Ao ser questionada sobre o risco de a IA substituir o modelo tradicional de software, disse apenas que há “definitivamente uma agêntificação do core” da empresa. "Mas o poder que os clientes têm de aproveitar a inteligência agêntica vem das nossas plataformas principais — vendas, suporte e field service — e da integração disso tudo com IA. As ferramentas como o ChatGPT são interfaces, mas não são baseadas em dados. E, no fim das contas, para resolver os problemas mais complexos dos clientes, é essencial estar ancorado em dados. Esse é o nosso diferencial.”
O chief digital officer, Joe Inzerillo, completou que a Salesforce ainda está no início da adoção da IA, mas já observa resultados concretos. “Ainda estamos nos primeiros dias tentando entender como adotar isso e gerar impacto. Mesmo que os modelos fundamentais parassem hoje, ainda teríamos vinte anos de trabalho aplicado para extrair todo o valor disso.”
Na avaliação de Roberto Valverde, conselheiro de empresas e advisor de M&A, a Salesforce segue sólida nos fundamentos, com “margens saudáveis, receita acima de US$ 10 bilhões no trimestre e forte geração de caixa”, mas enfrenta um desafio de percepção. “O mercado quer mais que promessa: espera impacto real da IA nas operações e no faturamento”, afirma.

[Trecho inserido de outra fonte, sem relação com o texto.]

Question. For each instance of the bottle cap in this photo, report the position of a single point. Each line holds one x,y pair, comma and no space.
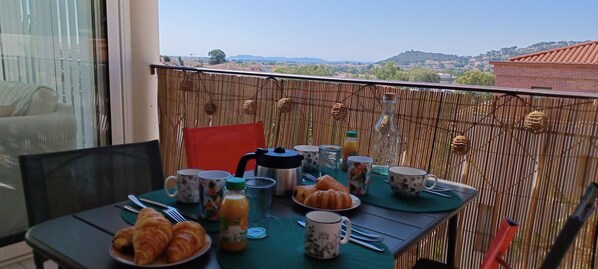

Para ele, a sobrevivência dos CRMs depende de uma nova lógica de valor, pautada por verticalização setorial, integração de dados e monetização pelo resultado efetivo. “O jogo saiu da funcionalidade e entrou na lógica de valor entregue”, resume.
Benioff tenta responder a esse ceticismo ao colocar dados e governança no centro da estratégia. “Você não acerta IA se não acertar dados. Precisa de integração e governança”, afirmou, ao citar os avanços do Data Cloud e a aquisição da Informatica, voltada à limpeza e integração de dados corporativos. A transação é vista como estratégica pelos executivos para acelerar o uso de IA em larga escala.
Em maio, a companhia informou que o Agentforce já gerava US$ 100 milhões em receita anual recorrente e agora aposta em licenciamento mais flexível e baseado em uso. As opções incluem cobrança por ação, assinatura mensal por agente ou formato híbrido, em uma tentativa de adaptar o negócio, historicamente sustentado por licenças individuais.